By contrast with optical ones, radar images require before becoming accessible a period of time for processing. This may be longer or shorter according to the dimensions of the scene observed, sensor characteristics and processor performance. For a basis of comparison, in the mid-eighties a 100 x 100 km scene took up to nine hours' processing on a powerful computer. In the early nineties, for the same scene, a couple of hours were enough, while today it takes a quarter-hour. These improvements are due partly to more refined, optimized algorithms, but mainly to increased computer performance. Despite this astounding rise in computer capacity, the time to process an image is 60 times what the radar needs to record the scene. This means that by the time the image is available the satellite is at least 6000 km away from the area viewed. This limitation rules out use of SAR images for a whole range of applications that need real time or near real time.

The need to bridge the gap between the moment a scene is recorded and the moment its image is available has stimulated the search for innovative solutions, both algorithmically and in circuits. This is the context for the development of the single-bit processor. Creating it has meant both adopting non-standard processing and designing ad hoc hardware.

With the advantages described, the drawbacks should also be listed.

At the present time the components are cumbersome and need relatively high power; however, technological evolution promises to eliminate these drawbacks before too long. Additionally, producing them entails development costs that would not be incurred if commercial processors were used.

The single-bit processor supplies in real time the images taken by the SAR sensor, as well as, again in real time, the images in amplitude and phase format that are the starting point for generating the topographical products like the ground height maps. This latter processing is, however, done on conventional computers off line, i.e. not in real time. Data on the alignment of the antennas will also be supplied. For each piece of processing, data on image quality and processing parameters used will be supplied. As regards the interferometric products, image-coherence maps, interference fringes and unwrapped fringes will be supplied (DEM not georeferenced).

The interferometric products today take some 2 hours' processing for 50 x 50 km regions with spacing between one height point and the next at 25m. As an example of satellite survey capacity, two workers on the ground would take at least 5 years to do the same work (the basis for this estimate is 4 million measuring points, 1 minute's time for each individual measurement and a 24-hour working day, i.e. three shifts).

The precision data processing system and image archiving and distribution system (I-PAF)

Precision data processing

Radar images, by contrast with optical ones, are taken by recording a large number (some 2000 per second) of echoes reflected from the Earth's surface. The signals picked up are very similar to holographic data and accordingly require highly sophisticated, laborious processing.

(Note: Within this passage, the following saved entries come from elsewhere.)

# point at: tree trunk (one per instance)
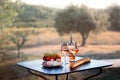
(84, 37)
(18, 52)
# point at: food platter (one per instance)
(52, 60)
(51, 64)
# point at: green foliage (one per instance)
(75, 19)
(114, 13)
(101, 19)
(7, 13)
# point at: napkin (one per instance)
(79, 62)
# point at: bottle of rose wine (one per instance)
(71, 43)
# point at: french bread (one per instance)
(79, 62)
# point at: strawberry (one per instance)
(58, 57)
(44, 58)
(48, 58)
(52, 57)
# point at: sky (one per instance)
(64, 3)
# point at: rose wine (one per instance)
(74, 51)
(64, 51)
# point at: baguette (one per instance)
(79, 62)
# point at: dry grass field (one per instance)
(105, 45)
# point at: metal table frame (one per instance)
(38, 73)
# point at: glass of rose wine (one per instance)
(64, 51)
(74, 51)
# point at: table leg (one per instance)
(37, 74)
(100, 71)
(66, 76)
(56, 77)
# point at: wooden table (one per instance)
(36, 66)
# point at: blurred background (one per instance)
(28, 28)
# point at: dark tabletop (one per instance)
(36, 65)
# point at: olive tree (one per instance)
(75, 19)
(114, 13)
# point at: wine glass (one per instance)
(74, 50)
(64, 51)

Once two radar images of the same area have been obtained, interferometric processing can be done. This consists of determining the time differences in echo return time for each pixel taken (radar signal phase differences). This operation is particularly delicate, since small errors introduced by the system can lead to unacceptable errors in the final product. With an eye to limiting possible errors, the mission incorporates various error correction strategies:

• The navigation system allows high-precision recording of position and velocity data for the platform and at the same time keeps a check on the dimensions of the interferometer, consisting of a 60-meter long arm with two antennas at its end.

• The data are recorded in "strips" some 50 km wide, always including two edges of sea. This expedient allows the data processed to be "anchored" to a very exact reference, the sea.

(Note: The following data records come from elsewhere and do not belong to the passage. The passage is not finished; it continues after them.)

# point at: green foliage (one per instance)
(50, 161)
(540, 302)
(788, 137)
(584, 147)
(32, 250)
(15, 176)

• Since the recordings are made on ascending and descending orbits, the data strips overlap in so-called crossover zones. In these zones further checks and corrections can be done.

Today's data processing technology allows the system to be run on conventional systems. Processing is divided into:

• Transcription on to "computer-compatible" magnetic support of data coming from the mission, recorded on high-density tapes;

• Processing of the calibration signals for the onboard instruments and of the platform position and velocity information;

• Synthesis of the interferograms and subsequent geometrical processing to derive the height datum;

• In the final stage in the processing chain, the height data obtained from the interferograms are mosaicized to form the products for distribution.

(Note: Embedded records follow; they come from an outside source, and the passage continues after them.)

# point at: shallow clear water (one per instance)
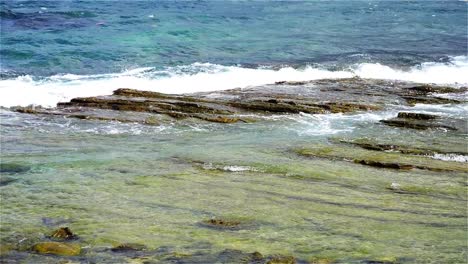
(114, 183)
(89, 37)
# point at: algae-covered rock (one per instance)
(57, 248)
(63, 233)
(125, 247)
(321, 260)
(5, 249)
(389, 165)
(222, 223)
(383, 260)
(13, 168)
(279, 259)
(6, 180)
(419, 116)
(393, 160)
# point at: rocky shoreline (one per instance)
(252, 105)
(247, 105)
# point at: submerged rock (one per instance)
(419, 116)
(13, 168)
(222, 223)
(279, 259)
(388, 165)
(392, 160)
(424, 121)
(63, 233)
(126, 247)
(6, 180)
(57, 248)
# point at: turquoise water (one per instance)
(114, 183)
(43, 38)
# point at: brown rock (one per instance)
(57, 248)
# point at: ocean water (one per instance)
(55, 50)
(114, 183)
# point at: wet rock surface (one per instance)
(129, 247)
(222, 224)
(424, 121)
(231, 106)
(57, 248)
(63, 233)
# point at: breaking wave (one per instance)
(203, 77)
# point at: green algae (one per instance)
(380, 159)
(314, 209)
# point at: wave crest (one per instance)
(204, 77)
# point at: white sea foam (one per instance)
(201, 77)
(451, 157)
(455, 72)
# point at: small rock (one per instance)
(418, 116)
(385, 165)
(6, 180)
(222, 223)
(13, 168)
(125, 247)
(63, 233)
(395, 186)
(57, 248)
(282, 260)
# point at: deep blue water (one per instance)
(44, 38)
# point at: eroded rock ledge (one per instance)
(230, 106)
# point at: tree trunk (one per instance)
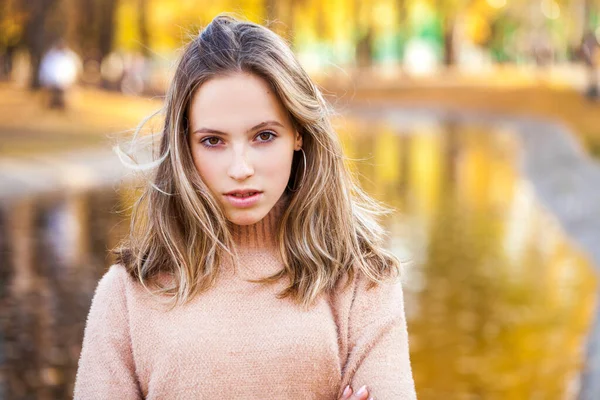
(449, 50)
(143, 27)
(36, 38)
(106, 27)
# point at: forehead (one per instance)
(235, 101)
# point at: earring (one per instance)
(303, 172)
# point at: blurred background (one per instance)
(477, 120)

The result of processing the data acquired can be differentiated into two categories: image products and interferometric products.

The image products cover all the products obtained from acquiring and processing the signals coming from one individual antenna. These images will have a format and quality comparable with the products derived from the two previous missions. It will accordingly be possible to analyze the data from the three missions in a broader context, and in some cases to secure further results from the scientific experiments conducted during the first two X-SAR missions.